Um livro para tempos de crise
As crises de diversos tipos acompanham a humanidade ao longo de toda a história conhecida. Em nível pessoal cada ser humano faz a experiência de atravessar momentos críticos com o passar dos anos. Gosto de lembrar que a palavra crise, oriunda do grego, na sua etimologia tem um caráter positivo. Ela se refere a critério, juízo, decisão. Toda crise revela fragilidades e pede decisões a partir de referências que podem iluminar as escolhas.
O Deuteronômio, um dos Livros Sagrados do Antigo Testamento, foi escrito precisamente num momento importante da história de Israel, onde Deus, na sua bondade, como guia do povo, recorda, através de Moisés, as grandes referências que Israel tinha para continuar com êxito sua trajetória histórica como nação escolhida, povo eleito.
O contexto em que se situa este livro bíblico é o do final da travessia do deserto, após a saída do Egito, no processo de libertação de Israel. Muitos dos que presenciaram o início da longa viagem e viram as maravilhas de Deus no Sinai já haviam morrido. Uma nova geração surgira e terá que ocupar a terra prometida, com os desafios que isso suporá, mas o desafio maior é o de não perder o sentido da história do povo e das consequências da escolha que Deus fizera dele.

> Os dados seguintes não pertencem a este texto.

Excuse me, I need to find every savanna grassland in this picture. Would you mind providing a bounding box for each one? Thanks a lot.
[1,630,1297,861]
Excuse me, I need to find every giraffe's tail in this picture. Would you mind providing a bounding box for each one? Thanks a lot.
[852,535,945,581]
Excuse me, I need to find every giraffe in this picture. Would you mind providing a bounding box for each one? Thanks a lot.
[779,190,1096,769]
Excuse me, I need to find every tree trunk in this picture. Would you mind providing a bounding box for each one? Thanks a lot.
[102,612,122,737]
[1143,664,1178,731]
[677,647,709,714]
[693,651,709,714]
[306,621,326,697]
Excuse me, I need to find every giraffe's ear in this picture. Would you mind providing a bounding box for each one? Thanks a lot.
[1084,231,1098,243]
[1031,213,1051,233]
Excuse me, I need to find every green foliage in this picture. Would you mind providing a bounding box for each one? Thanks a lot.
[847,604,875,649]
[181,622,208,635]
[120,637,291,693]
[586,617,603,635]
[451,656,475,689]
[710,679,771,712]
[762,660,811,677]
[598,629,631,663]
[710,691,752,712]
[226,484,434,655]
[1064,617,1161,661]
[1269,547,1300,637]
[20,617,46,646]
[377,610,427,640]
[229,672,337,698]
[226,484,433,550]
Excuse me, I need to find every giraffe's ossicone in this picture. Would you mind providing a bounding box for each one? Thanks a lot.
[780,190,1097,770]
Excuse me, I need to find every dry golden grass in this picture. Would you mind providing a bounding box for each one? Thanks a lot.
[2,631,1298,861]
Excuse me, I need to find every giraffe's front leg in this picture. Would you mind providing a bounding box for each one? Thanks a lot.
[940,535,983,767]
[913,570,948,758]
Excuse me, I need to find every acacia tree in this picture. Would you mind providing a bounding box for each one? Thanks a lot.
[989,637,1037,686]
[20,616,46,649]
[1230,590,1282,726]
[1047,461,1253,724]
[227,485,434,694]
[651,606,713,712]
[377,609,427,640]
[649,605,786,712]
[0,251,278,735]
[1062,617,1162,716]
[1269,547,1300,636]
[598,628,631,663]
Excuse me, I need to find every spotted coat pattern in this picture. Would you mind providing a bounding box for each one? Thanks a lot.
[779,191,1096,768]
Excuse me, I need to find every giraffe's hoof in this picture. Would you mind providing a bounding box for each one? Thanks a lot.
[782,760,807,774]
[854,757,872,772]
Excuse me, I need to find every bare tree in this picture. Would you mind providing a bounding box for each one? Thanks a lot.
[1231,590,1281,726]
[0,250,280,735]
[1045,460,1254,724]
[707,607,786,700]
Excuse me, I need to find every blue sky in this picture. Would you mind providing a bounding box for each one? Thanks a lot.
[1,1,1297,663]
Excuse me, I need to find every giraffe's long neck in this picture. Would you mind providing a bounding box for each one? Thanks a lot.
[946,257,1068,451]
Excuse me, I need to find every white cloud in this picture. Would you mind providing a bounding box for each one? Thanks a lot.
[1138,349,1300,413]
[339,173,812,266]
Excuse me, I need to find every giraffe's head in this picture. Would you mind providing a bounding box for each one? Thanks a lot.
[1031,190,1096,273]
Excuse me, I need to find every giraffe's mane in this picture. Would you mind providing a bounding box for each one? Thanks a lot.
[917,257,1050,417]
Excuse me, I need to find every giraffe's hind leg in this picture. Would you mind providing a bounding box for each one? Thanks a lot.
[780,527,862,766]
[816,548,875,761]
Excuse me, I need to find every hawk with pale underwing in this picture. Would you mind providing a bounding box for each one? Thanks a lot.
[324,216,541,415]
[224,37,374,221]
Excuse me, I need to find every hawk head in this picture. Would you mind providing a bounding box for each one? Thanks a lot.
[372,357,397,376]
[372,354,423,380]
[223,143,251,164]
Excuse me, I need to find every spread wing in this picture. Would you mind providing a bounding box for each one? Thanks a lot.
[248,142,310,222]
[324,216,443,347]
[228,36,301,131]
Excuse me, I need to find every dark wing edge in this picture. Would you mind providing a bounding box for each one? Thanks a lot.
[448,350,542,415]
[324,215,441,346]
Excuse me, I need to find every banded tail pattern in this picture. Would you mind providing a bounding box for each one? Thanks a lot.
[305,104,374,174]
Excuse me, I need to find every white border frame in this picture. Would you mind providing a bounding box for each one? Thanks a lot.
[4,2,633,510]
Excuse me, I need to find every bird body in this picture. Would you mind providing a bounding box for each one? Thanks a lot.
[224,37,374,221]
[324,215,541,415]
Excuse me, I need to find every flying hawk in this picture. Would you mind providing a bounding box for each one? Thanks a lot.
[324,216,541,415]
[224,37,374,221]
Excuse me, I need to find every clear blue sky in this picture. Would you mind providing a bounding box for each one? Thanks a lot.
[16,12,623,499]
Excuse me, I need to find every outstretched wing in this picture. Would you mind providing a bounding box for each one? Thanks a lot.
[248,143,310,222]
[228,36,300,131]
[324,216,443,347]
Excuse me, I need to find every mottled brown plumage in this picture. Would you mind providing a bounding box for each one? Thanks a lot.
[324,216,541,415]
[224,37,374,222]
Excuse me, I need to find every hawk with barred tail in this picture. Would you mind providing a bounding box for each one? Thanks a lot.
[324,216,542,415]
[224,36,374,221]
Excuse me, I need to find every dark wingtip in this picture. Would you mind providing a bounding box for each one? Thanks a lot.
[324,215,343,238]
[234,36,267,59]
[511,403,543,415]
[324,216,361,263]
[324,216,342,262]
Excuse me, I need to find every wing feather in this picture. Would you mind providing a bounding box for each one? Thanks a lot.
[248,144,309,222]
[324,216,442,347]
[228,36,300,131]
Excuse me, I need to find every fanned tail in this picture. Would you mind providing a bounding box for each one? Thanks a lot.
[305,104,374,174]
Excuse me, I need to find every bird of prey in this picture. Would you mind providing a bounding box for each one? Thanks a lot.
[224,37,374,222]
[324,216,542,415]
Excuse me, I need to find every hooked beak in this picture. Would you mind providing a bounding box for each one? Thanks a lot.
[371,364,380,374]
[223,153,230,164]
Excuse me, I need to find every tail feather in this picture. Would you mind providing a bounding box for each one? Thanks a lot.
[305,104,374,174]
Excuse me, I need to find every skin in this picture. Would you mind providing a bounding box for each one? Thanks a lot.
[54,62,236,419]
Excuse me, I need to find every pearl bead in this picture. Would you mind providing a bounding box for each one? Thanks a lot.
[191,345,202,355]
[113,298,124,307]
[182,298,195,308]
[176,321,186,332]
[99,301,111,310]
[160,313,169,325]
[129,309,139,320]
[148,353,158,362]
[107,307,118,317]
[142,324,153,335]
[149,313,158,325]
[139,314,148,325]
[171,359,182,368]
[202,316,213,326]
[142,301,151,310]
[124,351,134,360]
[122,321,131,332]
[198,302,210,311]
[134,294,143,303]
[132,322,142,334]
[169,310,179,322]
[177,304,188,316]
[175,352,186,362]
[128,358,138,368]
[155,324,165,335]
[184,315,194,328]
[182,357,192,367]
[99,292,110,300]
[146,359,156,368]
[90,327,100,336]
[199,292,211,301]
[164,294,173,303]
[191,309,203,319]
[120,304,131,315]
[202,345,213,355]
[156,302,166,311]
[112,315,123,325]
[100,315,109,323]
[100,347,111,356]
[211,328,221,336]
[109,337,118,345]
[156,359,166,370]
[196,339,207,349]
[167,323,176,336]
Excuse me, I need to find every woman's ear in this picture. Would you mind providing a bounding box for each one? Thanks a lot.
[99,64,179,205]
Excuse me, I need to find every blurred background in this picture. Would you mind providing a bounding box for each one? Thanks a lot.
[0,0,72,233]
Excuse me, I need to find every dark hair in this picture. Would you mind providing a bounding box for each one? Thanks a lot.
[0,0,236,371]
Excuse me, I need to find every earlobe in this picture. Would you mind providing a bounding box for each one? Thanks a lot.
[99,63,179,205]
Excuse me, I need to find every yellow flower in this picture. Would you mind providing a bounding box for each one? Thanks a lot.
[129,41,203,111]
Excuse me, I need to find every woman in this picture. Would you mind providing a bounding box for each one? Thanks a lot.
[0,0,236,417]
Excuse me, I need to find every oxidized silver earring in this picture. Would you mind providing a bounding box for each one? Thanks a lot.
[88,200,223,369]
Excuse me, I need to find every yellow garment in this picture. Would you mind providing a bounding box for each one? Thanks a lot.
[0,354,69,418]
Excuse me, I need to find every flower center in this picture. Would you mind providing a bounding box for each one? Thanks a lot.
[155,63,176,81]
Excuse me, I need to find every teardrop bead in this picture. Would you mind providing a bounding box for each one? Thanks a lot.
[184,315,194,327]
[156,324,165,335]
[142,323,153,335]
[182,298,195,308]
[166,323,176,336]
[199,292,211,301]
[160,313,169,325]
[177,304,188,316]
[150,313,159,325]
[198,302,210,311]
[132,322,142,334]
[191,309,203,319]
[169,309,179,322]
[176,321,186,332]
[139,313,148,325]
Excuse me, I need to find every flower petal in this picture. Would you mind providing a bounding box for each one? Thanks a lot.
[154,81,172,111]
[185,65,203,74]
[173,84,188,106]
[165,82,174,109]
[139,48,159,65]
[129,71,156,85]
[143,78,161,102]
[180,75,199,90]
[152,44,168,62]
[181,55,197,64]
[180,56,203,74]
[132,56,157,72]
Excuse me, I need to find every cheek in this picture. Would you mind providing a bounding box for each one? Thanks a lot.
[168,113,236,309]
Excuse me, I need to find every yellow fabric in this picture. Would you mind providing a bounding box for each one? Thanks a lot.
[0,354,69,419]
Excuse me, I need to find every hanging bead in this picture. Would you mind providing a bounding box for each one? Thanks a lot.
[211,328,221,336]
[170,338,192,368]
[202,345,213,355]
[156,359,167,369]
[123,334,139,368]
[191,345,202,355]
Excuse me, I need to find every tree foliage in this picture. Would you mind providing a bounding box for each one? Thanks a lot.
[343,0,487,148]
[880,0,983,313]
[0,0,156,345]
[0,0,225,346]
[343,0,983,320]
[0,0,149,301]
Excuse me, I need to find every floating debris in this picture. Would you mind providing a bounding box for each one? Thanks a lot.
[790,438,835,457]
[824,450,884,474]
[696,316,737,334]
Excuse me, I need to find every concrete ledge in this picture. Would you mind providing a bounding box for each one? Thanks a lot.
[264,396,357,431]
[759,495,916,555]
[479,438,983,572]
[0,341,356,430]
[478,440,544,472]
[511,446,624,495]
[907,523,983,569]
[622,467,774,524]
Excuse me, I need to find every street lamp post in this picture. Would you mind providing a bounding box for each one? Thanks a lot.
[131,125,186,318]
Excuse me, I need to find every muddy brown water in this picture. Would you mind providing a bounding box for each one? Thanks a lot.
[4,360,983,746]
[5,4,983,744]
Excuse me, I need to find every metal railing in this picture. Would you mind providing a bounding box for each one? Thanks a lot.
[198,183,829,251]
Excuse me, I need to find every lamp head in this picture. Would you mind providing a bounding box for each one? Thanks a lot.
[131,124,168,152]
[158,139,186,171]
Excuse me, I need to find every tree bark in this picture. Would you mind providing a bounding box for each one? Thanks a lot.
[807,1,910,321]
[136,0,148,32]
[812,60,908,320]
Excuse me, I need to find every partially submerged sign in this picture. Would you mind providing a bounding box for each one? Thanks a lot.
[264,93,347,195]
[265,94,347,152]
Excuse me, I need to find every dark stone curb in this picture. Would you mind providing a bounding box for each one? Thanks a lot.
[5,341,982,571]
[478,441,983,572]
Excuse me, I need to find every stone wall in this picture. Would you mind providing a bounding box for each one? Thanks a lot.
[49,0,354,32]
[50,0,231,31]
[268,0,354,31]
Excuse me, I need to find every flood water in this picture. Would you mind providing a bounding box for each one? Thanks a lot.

Nesta situação nova faz-se necessário oferecer de novo as bases que fizeram deste povo uma nação (Deuteronômio literalmente significa “segunda Lei”). Israel, como nação, não podia compreender-se fora da relação com Deus e da Aliança firmada no Sinai. Nela, Deus e o povo haviam feito um pacto: “Eu serei o vosso Deus e vós sereis o meu povo”. Por isso, as palavras centrais do livro são aquelas do capítulo 6º: “Ouve, ó Israel: O Senhor nosso Deus é o único Senhor! Portanto, amarás o Senhor teu Deus com todo o teu coração, com toda a tua alma e com toda a tua força.” (Dt 6,4-5).
Deus tinha dado provas do seu amor pelos hebreus e, através dos Mandamentos, eles demonstrariam sua gratidão e fidelidade Àquele que se interessou por eles e os tirou das mãos do prepotente. Esta experiência marcará para sempre a história de Israel e também o seu estilo de relações com o próprio Deus, com o próximo e com a criação.
Seguir os caminhos de Deus significa escolher a vida: “ponho diante de ti a vida e a morte, a bênção e a maldição. Escolhe, pois, a vida, para que vivas com a tua posteridade, amando o Senhor, teu Deus, obedecendo à sua voz e permanecendo unido a ele.” (Dt 30, 19-20). Portanto, é dentro da perspectiva da experiência fundante que Israel teve com Deus que se pautará também a própria vida em sociedade, reconhecendo no semelhante a sua dignidade de escolhido e amado por Deus.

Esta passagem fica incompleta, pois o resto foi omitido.